From the Field of the Cloth of Gold, a pageant of jousting, feasting and general carousing so lavish that it nearly bankrupted both France and England, to Suleiman`s celebratory pyramid of 2,000 human heads (including those of seven Hungarian bishops) after the battle of Mohács; from Anne Boleyn`s six-fingered hand (a potential sign of witchcraft) that had the pious nervously crossing themselves to the real story of the Maltese falcon, Four Princes is history at its vivid, entertaining best.

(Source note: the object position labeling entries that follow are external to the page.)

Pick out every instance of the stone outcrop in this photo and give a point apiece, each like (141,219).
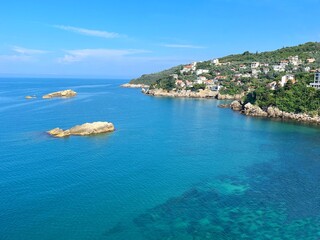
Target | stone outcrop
(30,97)
(131,85)
(83,130)
(273,112)
(224,105)
(64,94)
(181,93)
(230,97)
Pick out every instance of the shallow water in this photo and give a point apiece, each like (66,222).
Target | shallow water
(173,169)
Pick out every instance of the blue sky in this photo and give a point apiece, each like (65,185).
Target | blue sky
(124,39)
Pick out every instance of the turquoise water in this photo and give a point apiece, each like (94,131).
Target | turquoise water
(173,169)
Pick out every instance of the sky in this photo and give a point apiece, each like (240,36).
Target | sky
(124,39)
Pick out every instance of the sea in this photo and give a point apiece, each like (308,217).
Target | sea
(180,169)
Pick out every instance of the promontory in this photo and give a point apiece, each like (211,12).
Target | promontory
(83,130)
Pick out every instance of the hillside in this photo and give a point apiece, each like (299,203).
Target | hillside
(278,78)
(231,64)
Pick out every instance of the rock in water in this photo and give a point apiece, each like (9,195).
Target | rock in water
(65,94)
(83,130)
(30,97)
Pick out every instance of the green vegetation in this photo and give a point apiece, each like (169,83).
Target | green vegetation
(304,51)
(296,98)
(235,75)
(153,77)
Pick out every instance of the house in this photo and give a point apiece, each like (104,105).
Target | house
(216,88)
(311,60)
(278,68)
(202,71)
(180,83)
(189,83)
(316,82)
(220,78)
(294,60)
(215,62)
(174,76)
(266,70)
(284,63)
(286,78)
(201,79)
(247,75)
(242,67)
(255,72)
(255,64)
(272,85)
(189,68)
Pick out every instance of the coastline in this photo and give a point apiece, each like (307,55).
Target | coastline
(206,93)
(131,85)
(273,112)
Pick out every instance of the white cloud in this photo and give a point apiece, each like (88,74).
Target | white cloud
(82,54)
(89,32)
(15,58)
(182,46)
(28,51)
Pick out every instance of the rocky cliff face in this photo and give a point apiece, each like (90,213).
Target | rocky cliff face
(131,85)
(272,112)
(230,97)
(83,130)
(65,94)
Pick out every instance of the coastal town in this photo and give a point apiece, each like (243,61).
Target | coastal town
(283,83)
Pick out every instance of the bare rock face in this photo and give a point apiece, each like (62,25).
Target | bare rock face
(236,106)
(64,94)
(83,130)
(253,110)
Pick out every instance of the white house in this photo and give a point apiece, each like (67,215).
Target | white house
(294,60)
(316,82)
(311,60)
(286,78)
(215,61)
(278,68)
(202,71)
(201,79)
(255,64)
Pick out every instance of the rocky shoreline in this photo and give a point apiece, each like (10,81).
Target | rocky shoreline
(131,85)
(206,93)
(273,112)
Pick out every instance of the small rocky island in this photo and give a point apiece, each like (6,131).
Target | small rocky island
(64,94)
(83,130)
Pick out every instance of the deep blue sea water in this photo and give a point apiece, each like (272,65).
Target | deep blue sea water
(173,169)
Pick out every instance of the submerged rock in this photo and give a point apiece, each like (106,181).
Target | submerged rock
(83,130)
(30,97)
(65,94)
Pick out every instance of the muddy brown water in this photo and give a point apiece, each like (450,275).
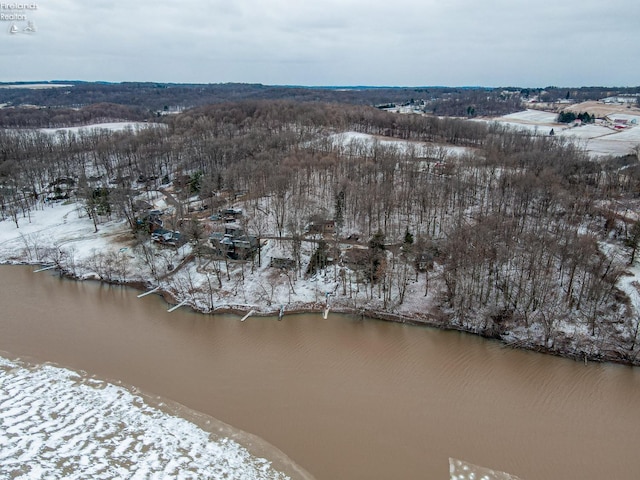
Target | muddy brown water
(343,397)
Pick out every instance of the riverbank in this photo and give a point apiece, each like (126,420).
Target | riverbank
(61,236)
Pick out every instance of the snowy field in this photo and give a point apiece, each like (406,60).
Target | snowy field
(55,423)
(111,126)
(597,139)
(530,116)
(360,141)
(36,86)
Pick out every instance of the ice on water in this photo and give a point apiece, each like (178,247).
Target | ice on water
(461,470)
(55,423)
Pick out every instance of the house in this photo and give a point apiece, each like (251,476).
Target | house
(234,243)
(167,237)
(282,263)
(231,214)
(321,225)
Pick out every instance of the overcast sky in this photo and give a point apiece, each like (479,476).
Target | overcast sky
(327,42)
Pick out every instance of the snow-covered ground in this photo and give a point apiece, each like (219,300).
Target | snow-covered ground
(368,142)
(111,126)
(597,139)
(55,423)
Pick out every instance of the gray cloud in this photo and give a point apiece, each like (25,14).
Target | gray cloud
(330,42)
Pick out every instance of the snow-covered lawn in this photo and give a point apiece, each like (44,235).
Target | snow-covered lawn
(598,139)
(111,126)
(534,116)
(367,141)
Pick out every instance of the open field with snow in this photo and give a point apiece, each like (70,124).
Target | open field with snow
(111,126)
(598,139)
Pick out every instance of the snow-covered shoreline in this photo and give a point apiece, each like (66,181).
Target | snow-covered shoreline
(61,235)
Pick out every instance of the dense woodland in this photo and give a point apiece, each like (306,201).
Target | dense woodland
(81,103)
(516,234)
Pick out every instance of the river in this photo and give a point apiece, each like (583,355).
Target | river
(344,398)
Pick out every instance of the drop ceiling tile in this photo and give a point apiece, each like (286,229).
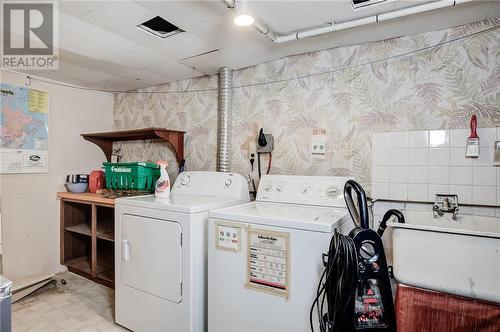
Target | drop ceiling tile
(121,18)
(210,63)
(185,13)
(174,70)
(78,8)
(220,31)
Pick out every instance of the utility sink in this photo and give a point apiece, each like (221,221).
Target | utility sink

With a cast list that extends from Leonardo da Vinci to Barbarossa, and from Joanna the Mad to le roi grand-nez, John Julius Norwich offers the perfect guide to the most colourful century the world has ever known and brings the past to unforgettable life.
Biographical Notes
John Julius Norwich was born in 1929. After National Service, he took a degree in French and Russian at New College, Oxford. In 1952 he joined the Foreign Service serving at the embassies in Belgrade and Beirut and with the British Delegation to the Disarmament Conference at Geneva. His publications include The Normans in Sicily; Mount Athos (with Reresby Sitwell); Sahara; The Architecture of Southern England; Glyndebourne; and A History of Venice. He is also the author of a three-volume history of the Byzantine Empire. He has written and presented some thirty historical documentaries for television, and is a regular lecturer on Venice and numerous other subjects. Lord Norwich is chairman of the Venice in Peril Fund, Co-chairman of the World Monuments Fund and a former member of the Executive Committee of the National Trust. He is a Fellow of the Royal Society of Literature, the Royal Geographical Society and the Society of Antiquaries, and a Commendatore of the Ordine al Merito della Repubblica Italiana. He was made a CVO in 1993.